Which brings me to the lovely giant of a man Doddie Weir whom I also met at Parliament. Capped 61 times for playing in the National Team he was diagnosed with MND in 2016. When he came to Parliament to highlight MND, he was still able to walk and stand and his speech was clear. What he faced up to in public with the support of his family goes beyond admiration.

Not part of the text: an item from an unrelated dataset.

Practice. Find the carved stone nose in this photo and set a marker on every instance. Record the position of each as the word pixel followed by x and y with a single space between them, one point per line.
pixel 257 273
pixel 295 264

MND is a slow death sentence where the victim can see exactly what will happen and how. Doddie with others has made sure we all now know about this appalling disease, and that by his and others’ activities, millions has been raised to try to find a treatment which will halt this slow death and even a cure. He alone raised over £10 million. His distinctive tartan was designed in 2018 by him in collaboration with Berwickshire-based clothes firm ScotlandShop, in a bid to raise cash for the “My Name’5 Doddie Foundation.” The tartan features colours from the teams he played for: black and yellow of Melrose, blue and white of Scotland, and black of the former and white of the latter are also intended as a reference to his seven years with Newcastle Falcons. It is officially registered on the Scottish Register of Tartans, reference: 12047.

In January 2020 he confirmed his participation in a clinical trial aimed at finding drugs that could slow, stop or reverse the progression of MND. He encouraged people with a diagnosis of MND to enrol in the MND-Smart programme which would trial new drugs, existing drugs and a placebo.

But let us remember even as we send condolences to his wife, children and extended family and friends, that smile, that bright tartan suit, the courage indeed of him and his family, in particular his wife Kathy, the millions he raised along with awareness, and trust that before long, MND will be treatable. Forty years on from my friend, life has been made a little more comfortable for those with MND but life expectancy after diagnosis has hardly moved.